Earth workers at heart, I met a mother and daughter who spend their days making rice paper for restaurants around Cambodia, producing 2000 per day; a couple who turn between raising pigs and distilling various rice whiskeys, feeding the pigs leftover boozy rice mush; a woman who makes rice noodles – for anyone who purchases them, while her husband masterfully prepares their families meals on a stone; a woman who spends her afternoons slicing bananas on a hand-made raft of bamboo, a dried delicacy that brought tears to my eyes
Mothers and daughters producing 2,000 rice papers a day!
A theme of sustainability carried through each person I met. When making sticky rice, the cook used otherwise wasted bamboo to stoke the fire. Serving the dish inside a bamboo shoot with no utensils required. The rice husks are used to stoke the fire, unlike earlier generations who used wood for the fire. When distilling rice whisky, the broken and lesser grade rice is used, with the leftover mush used to feed the pigs (also using rice husk to stoke the fire). This is partly from a lack of availability of wood since most of the country has been cleared for rice production, but also from a newfound mindfulness of creating as little waste as possible.
A lack of access to education for the majority of adults in the entire country. As a result of massive killings the Khmer Roux committed, led to a complete decimation of the school system. The Khmer Roux killed off hundreds of thousands of doctors, teachers, nurses, business people. Including many other people of professions that were not directly linked to manual labour. This created a stagnant development that lasted decades.
Most of the adults now have self-taught themselves other languages; they read books on sustainability, business, and education.

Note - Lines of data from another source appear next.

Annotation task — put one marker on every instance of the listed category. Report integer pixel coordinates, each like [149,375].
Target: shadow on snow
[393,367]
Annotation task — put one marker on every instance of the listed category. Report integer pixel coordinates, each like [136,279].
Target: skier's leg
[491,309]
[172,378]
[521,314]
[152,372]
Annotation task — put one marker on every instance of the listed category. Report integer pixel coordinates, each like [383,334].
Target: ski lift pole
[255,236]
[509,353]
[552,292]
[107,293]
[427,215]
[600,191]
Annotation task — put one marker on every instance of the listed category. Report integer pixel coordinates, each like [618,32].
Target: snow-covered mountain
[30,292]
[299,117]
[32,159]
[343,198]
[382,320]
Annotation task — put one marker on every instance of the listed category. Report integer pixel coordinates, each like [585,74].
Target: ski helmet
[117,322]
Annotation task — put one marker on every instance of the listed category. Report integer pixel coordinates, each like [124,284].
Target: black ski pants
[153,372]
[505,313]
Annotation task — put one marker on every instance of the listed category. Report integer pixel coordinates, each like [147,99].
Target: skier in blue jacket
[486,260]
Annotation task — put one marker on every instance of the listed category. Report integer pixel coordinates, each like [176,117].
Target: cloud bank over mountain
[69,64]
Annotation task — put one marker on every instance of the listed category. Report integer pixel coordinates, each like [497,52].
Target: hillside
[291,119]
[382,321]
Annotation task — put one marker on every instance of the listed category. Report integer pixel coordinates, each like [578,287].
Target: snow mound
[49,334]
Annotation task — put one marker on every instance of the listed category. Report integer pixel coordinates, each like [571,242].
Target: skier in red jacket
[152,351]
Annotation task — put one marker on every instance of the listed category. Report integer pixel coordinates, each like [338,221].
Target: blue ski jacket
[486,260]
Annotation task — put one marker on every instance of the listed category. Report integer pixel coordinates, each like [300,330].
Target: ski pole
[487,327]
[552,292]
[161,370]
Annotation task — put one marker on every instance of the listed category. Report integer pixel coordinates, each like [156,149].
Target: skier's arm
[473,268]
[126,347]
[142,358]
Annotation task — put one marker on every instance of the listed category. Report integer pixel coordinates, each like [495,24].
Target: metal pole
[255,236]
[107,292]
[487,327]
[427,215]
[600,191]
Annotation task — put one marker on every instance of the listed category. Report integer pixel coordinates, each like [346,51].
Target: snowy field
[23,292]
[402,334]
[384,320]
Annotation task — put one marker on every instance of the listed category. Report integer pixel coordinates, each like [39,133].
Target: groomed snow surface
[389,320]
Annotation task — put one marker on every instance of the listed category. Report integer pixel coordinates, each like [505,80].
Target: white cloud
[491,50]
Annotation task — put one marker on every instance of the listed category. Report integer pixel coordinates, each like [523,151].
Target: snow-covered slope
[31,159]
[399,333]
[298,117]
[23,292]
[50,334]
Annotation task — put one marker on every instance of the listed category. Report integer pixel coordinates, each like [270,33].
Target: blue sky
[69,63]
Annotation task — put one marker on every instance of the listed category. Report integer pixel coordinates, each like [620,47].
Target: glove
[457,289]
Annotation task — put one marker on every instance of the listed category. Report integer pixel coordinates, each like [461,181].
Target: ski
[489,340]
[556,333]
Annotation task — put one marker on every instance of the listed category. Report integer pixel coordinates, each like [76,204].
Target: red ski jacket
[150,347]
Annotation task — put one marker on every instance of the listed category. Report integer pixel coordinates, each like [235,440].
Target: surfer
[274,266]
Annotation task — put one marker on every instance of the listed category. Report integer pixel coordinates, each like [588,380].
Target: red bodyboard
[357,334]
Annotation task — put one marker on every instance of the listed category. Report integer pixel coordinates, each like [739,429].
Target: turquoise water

An example of this developmental stagnation, in modernity, is found in the introduction of plastic packaging. Generations previous to the ones that grew up in the Darkness (Khmer Roux rule) used banana leaves to package their goods. Both in services and for personal use. The banana leaf would compost on its own in a matter of days. However, after the switch to plastic, not realising plastic took hundreds of years to compost, littered the countryside with it for years and years. The remnants of this are still visible today along nearly every road, in every village, and filling every river.
As time passes, you can see, and even feel the change happening. Most of the adults now have self-taught themselves other languages; they read books on sustainability, business, and education. They spend their work in lesson volunteering, cleaning up, and most importantly trying to teach their children how to care for their world so that it will last beyond them.
I never thought poor Khmer people, without Western standards of formal education, could teach me anything of sustainability, but they taught me the most important thing. Sustainability isn’t just for those with the data on sustainability, or the technology to assist in sustainability. Rather, sustainability is humanities applause. A sign of our wisdom actualized by our abilities. A tool we can grow freely, and with vigour, that works side-by-side with advancing technology and comprehensible data acquisition.
We must continue the work to educate ourselves, and our neighbours. Continuing to educate our children, ensuring their access to quality schools and teachers. We must teach them faith, of any sort so that they learn how to move forward. We may only hope that one day whoever they are, and whatever they are doing, they will have found a deeper understanding, and respect, for their Earth and the Spring Roads on it.